Amazon's website is probably well known to most of us, however, it's the familiarity that belies details which would otherwise bother us.
With a critical eye, it's easy to notice how dense everything seems, even though there would be enough free space - after all, pixels are free.
On the other hand, of course, there's the trumping argument of success, somewhere much of the website will be solidly justified by A/B testing. But that shouldn't stop me from questioning some of these decisions.
My work starts with basic questions regarding the layout and the underlying information structure Amazon has grown over the years.
My main arguments against the current layout are aimed at the typography in conjunction with layout spacing.
Most of the text is set relatively small with narrow line spacing, resulting in reduced readability. Some elements are close to each other and enjoy only very sparse spacing from the other elements.
In order to stay true to Amazon's style and not produce anything completely unrealistic, I'm sticking with the house font Amazon Ember. It's a friendly humanistic font, which is unfortunately set densely by default and gives its letters little free space.
Hinting ensures readability even on very low-resolution displays, according to Amazon, although the question arises as to what extent this is still necessary nowadays.
I give almost all elements two sizes on top, so we can enjoy 20 point font size for reading text and 18 point for smaller elements.
Left: Original formatting
Right: Improved readability due to bigger line height and more letter spacing
Some of the variations are based on changes to the information architecture, rather than purely typographic adjustments.
For example, an interesting usage resulted for the randomly selected product shown in my screens: The vendor apparently misunderstood the "Select Style" function and offered combinations of products for purchase there.
I dealt with this real problem in the following and tested variants.
Style selection with boxes containing pure typographic descriptions without images.

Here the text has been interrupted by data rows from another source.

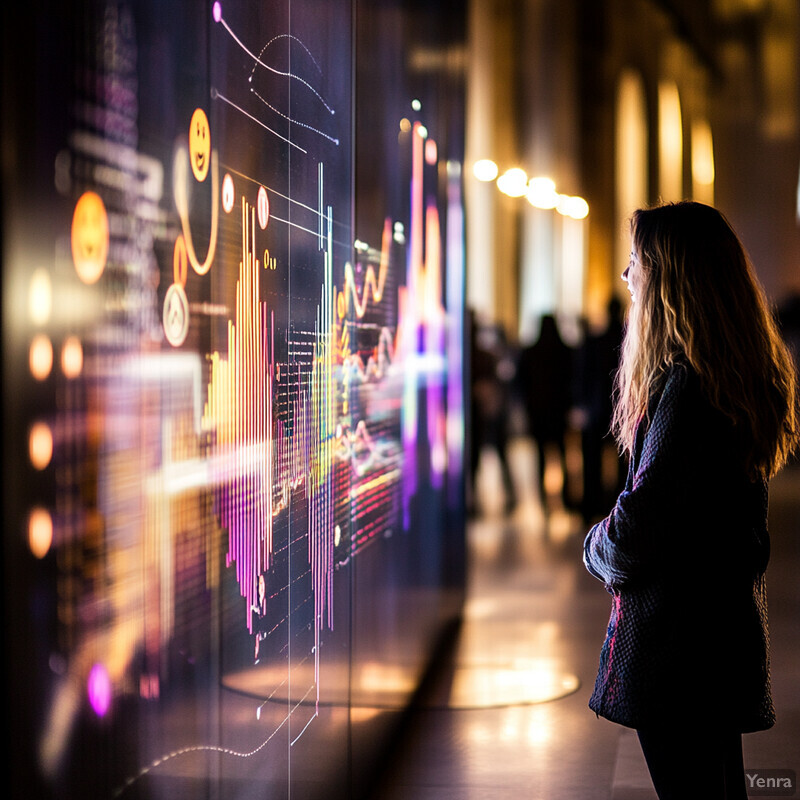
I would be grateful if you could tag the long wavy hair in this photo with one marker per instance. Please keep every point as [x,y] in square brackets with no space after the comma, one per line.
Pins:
[699,302]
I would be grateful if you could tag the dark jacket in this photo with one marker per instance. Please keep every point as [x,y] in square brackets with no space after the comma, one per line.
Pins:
[683,554]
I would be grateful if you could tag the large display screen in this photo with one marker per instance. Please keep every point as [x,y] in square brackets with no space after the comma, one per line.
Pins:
[233,388]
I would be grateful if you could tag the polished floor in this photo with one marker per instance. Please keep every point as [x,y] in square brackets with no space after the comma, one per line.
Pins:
[506,713]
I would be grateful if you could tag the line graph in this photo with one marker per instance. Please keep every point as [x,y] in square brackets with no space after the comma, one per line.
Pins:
[259,62]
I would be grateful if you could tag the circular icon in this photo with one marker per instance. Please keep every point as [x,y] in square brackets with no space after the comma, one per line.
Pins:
[89,237]
[262,204]
[199,144]
[176,315]
[227,193]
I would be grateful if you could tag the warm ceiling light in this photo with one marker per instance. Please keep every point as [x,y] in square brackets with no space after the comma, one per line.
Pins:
[542,193]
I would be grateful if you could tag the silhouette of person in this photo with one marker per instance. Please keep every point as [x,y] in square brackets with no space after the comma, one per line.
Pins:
[544,376]
[489,405]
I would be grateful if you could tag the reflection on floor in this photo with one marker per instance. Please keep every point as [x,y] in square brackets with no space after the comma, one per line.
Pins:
[507,713]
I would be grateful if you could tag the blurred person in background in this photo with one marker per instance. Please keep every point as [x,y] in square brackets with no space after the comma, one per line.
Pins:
[544,379]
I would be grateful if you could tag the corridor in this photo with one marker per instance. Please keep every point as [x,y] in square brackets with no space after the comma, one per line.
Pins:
[506,716]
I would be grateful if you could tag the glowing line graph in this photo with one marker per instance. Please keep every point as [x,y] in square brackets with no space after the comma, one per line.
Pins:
[216,95]
[258,61]
[373,285]
[207,748]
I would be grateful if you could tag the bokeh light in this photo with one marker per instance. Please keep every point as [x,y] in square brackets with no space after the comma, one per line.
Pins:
[72,357]
[40,445]
[40,357]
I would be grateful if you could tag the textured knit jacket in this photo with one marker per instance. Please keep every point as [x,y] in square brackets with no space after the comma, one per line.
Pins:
[683,554]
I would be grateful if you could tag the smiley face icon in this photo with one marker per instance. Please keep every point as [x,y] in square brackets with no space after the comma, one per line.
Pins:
[199,144]
[89,237]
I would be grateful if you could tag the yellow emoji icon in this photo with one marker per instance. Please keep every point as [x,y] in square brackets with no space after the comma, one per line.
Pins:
[89,237]
[199,144]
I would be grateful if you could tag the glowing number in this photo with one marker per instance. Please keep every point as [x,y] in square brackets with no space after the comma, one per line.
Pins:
[263,208]
[227,193]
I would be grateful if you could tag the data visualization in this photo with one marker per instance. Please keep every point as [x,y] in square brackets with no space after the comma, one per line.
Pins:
[234,390]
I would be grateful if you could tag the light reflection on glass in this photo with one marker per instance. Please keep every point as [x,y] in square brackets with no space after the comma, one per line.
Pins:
[40,532]
[72,357]
[40,445]
[40,357]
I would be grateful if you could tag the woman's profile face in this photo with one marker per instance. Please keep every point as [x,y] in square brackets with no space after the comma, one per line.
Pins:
[633,274]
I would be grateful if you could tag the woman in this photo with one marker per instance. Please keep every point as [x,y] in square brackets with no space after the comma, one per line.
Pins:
[705,406]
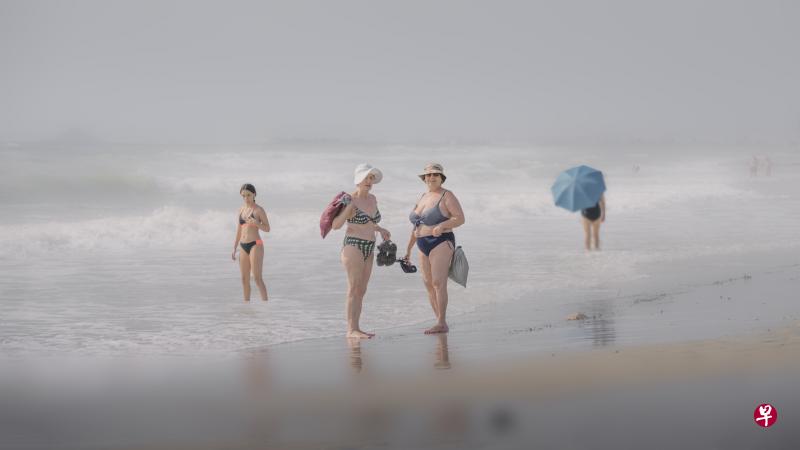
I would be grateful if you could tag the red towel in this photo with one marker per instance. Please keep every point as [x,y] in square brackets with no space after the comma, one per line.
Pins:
[333,209]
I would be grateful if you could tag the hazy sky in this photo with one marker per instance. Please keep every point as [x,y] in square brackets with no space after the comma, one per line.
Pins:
[536,71]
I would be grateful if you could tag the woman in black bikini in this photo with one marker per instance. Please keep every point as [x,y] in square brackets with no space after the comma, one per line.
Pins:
[592,218]
[362,217]
[436,214]
[252,218]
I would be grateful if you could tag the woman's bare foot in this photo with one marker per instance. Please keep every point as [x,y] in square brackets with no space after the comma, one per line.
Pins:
[360,334]
[438,328]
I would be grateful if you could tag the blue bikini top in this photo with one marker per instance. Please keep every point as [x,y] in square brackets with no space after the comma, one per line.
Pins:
[430,217]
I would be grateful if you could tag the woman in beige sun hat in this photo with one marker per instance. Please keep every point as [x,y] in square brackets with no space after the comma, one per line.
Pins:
[362,217]
[434,217]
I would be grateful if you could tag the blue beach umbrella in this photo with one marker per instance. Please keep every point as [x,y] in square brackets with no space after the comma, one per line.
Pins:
[578,188]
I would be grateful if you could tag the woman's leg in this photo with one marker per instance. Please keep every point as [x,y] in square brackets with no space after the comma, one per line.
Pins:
[361,291]
[353,262]
[257,264]
[244,267]
[587,236]
[427,279]
[440,259]
[596,233]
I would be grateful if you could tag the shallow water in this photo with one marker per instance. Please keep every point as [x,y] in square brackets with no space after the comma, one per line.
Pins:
[125,250]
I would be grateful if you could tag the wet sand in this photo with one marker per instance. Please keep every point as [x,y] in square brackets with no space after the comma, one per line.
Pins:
[656,369]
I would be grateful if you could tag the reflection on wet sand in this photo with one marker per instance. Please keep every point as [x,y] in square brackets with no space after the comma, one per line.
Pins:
[601,324]
[442,352]
[356,362]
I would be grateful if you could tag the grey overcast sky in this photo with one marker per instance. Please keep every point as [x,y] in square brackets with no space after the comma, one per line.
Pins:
[521,71]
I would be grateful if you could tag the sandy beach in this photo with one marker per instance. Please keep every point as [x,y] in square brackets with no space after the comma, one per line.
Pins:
[641,374]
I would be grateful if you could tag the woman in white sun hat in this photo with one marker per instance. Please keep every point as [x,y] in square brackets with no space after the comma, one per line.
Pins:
[362,217]
[436,214]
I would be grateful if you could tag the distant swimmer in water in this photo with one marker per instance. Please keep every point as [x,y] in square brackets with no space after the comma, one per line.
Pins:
[435,215]
[252,218]
[362,216]
[592,218]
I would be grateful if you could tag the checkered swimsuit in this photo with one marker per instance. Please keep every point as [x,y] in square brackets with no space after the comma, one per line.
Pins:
[364,245]
[362,218]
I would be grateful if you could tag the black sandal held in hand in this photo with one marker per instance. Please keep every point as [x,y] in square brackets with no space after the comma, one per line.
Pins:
[387,253]
[407,266]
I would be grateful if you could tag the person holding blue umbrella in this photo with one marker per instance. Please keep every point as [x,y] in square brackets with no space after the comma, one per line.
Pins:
[581,189]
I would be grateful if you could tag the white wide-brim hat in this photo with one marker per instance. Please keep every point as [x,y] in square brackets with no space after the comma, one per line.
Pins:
[363,171]
[433,168]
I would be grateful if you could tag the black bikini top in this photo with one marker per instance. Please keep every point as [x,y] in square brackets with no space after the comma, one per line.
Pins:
[242,221]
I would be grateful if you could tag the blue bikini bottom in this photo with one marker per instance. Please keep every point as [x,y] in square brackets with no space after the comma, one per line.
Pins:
[428,243]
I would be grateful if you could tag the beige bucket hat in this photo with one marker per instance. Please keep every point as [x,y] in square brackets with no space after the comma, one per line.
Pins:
[433,168]
[363,171]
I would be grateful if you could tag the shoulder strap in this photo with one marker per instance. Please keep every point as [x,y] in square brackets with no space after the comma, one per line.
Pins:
[420,198]
[440,198]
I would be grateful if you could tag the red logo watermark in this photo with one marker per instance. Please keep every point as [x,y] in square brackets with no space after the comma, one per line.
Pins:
[765,415]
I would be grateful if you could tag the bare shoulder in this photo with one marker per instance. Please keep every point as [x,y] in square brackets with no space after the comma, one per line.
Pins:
[450,197]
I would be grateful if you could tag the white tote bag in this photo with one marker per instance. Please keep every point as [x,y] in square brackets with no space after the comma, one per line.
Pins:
[459,267]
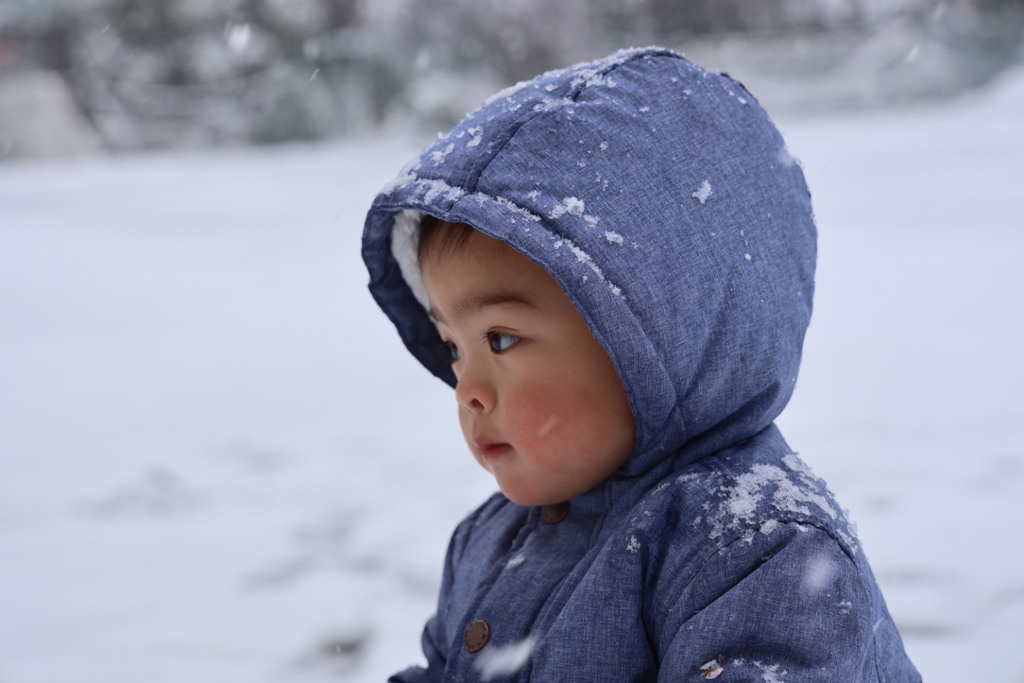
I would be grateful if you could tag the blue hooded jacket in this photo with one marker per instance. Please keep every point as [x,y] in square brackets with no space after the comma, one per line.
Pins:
[664,202]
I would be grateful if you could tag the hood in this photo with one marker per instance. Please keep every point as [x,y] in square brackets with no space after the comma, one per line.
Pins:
[663,200]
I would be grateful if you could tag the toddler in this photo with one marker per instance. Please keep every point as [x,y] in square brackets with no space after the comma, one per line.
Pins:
[613,266]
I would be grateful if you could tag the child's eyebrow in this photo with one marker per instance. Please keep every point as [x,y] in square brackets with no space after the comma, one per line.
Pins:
[476,302]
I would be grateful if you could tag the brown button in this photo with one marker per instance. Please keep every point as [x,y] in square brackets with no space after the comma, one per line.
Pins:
[554,513]
[476,635]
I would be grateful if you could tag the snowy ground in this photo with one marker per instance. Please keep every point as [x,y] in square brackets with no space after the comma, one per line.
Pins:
[219,465]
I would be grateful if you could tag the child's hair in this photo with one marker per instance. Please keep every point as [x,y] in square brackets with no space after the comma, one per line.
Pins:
[440,237]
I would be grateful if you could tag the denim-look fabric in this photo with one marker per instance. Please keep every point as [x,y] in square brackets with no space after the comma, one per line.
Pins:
[665,203]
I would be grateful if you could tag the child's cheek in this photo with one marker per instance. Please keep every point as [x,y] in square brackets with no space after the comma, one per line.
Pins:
[542,428]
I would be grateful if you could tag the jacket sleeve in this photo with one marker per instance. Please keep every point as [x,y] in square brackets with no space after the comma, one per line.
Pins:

Style selection with boxes containing descriptions and images, to clarify which products are referenced by the descriptions.
The final version combines many improvements I worked out and tested along the way.
These include typographic interventions, such as a better letter spacing in the font, a higher line spacing and generally larger typography for improved readability – but also layout decisions, such as tidying up the content of the purchase box on the right.
The description and the selection of the product now have more space, in addition, the purchase options are sorted and arranged more sensibly.
The section Often bought together could slide higher up due to the white space gained and still looks delicate.
The final version containing all optimizations for readability, layout and overview.
Redesigning and noticeably improving such a familiar service requires both subtlety and an almost tactical approach.
The project held a very nice balance between challenge and potential which I now count as one of my favorite projects. Although I faced numerous problems – like Amazon's endless A/B testing, which often changed my starting point – I was able to overcome all of them with persistent testing.